By that time, my father’s disruptive influence was kept to a minimum. I considered him then as I still do, a negative circumstance, with an equivalence to HIV: while he wasn’t a part of my day-to-day existence, I was aware of the danger he presented and did everything in my power to avoid him, appreciating that by some benevolent twist of fate a little good had come from living in the shadow of a constant threat. For his presence encouraged us to be duplicitous, and obliged us to be resourceful and strong.

As usual, it was left to my mother to organise everything, even his removal: bracing herself for a final confrontation on the night, she determined to get my brother and I out of the house. But where were we to go? Neighbours mustn’t know; my alcoholic grand-aunt couldn’t be trusted alone with us; my aunt was the logical choice, but had to work that night at the cinema…

So we sat, my 7 year old brother and I, with more sweets than two children can possibly eat in ninety minutes, staring up at the big screen. If there were adults in the audience who found our attendance odd, I wasn’t aware of it; I had other things on my mind.

For one thing, I had no idea what this film was about: I knew what an octopus was, and even understood what ‘octo’ meant, but what was an octo-pussy? Somehow I knew that it didn’t involve a cat with tentacles.

My stomach twisted as if filled with live snakes, so my brother helped himself to my share of the sweets, making noise until someone told him to hush and watch the film. Before long, my brother was bored, so all my efforts concentrated on keeping him still so that he didn’t disturb anyone else. He fell silent for gun-battles and car-chases, but there weren’t quite enough of those. I tried to feign attention to what was happening when there was dialogue, hoping to persuade him that a really exciting bit was coming up. Roger Moore spoke with the kind of posh British accent that still makes my toes curl, but I wasn’t really listening to a word he said.

For a while, that strategy worked… then my brother started to feel sick from all of the sweets, so I brought him to the toilet, let him run up and down in the foyer, before returning to our seats again: we hadn’t missed much, or at least I was still able to pick up threads of the story.

Inevitably, there was a love scene, and my brother certainly wasn’t interested in that: I can’t remember if he was still kicking the back of someone’s seat, or if he’d fallen asleep by this stage. My only interest was of a limited nature, instinctively knowing this scene rated the film as inappropriate for children, and I probably expected kudos from other boys at school for having watching it.

But what an anti-climax… What was all of the fuss about? A little kissing, a little heavy breathing, a little groaning… still no tentacles, and no sign of pussy.
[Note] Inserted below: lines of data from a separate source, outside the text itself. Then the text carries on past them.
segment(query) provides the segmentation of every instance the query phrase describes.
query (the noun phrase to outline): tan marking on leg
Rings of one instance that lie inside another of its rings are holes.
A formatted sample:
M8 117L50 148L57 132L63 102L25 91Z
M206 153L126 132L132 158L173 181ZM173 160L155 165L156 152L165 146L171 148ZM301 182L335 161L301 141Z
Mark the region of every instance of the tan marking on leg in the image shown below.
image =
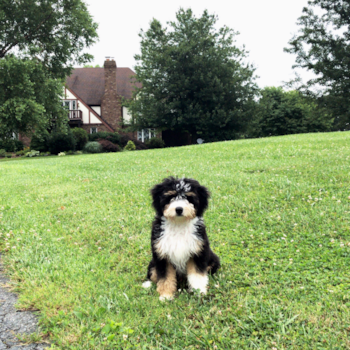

My brother doesn’t even remember seeing the film. I watched it again on a visit to Udaipur in Rajasthan back in 1999, one of the film locations. James Bond is a big hit with Indian men; hardly a surprise as they all fancy themselves a bit of a smooth operator too, living in a fantasy world where western women want to jump on them at any given opportunity. Somehow 007 makes his way through the streets of India without once standing in a cowpat... never let me hear a westerner complain about corny Bollywood cinema. I felt like a secret agent myself after a few days there: whenever walking down the street, an auto-rickshaw driver came speeding right at me, running me off the road (usually into the ditch with a cow and several dead dog) at which point I’d discover that he wasn’t trying to kill me, he actually wanted to be hired to drive around for the day. And as for those other men run along the street behind, shouting wildly and brandishing swords, they're just trying to sell souvineers.

Octopussy was no more interesting second time around, but of course I found myself reminiscing about the first time- waiting for the final credits to return home, knowing that we were going to find our mother in tears, hoping that we were going to find her alone.

Whatever hopes or fears I imagined that night, never could I have imagined all that the future would hold.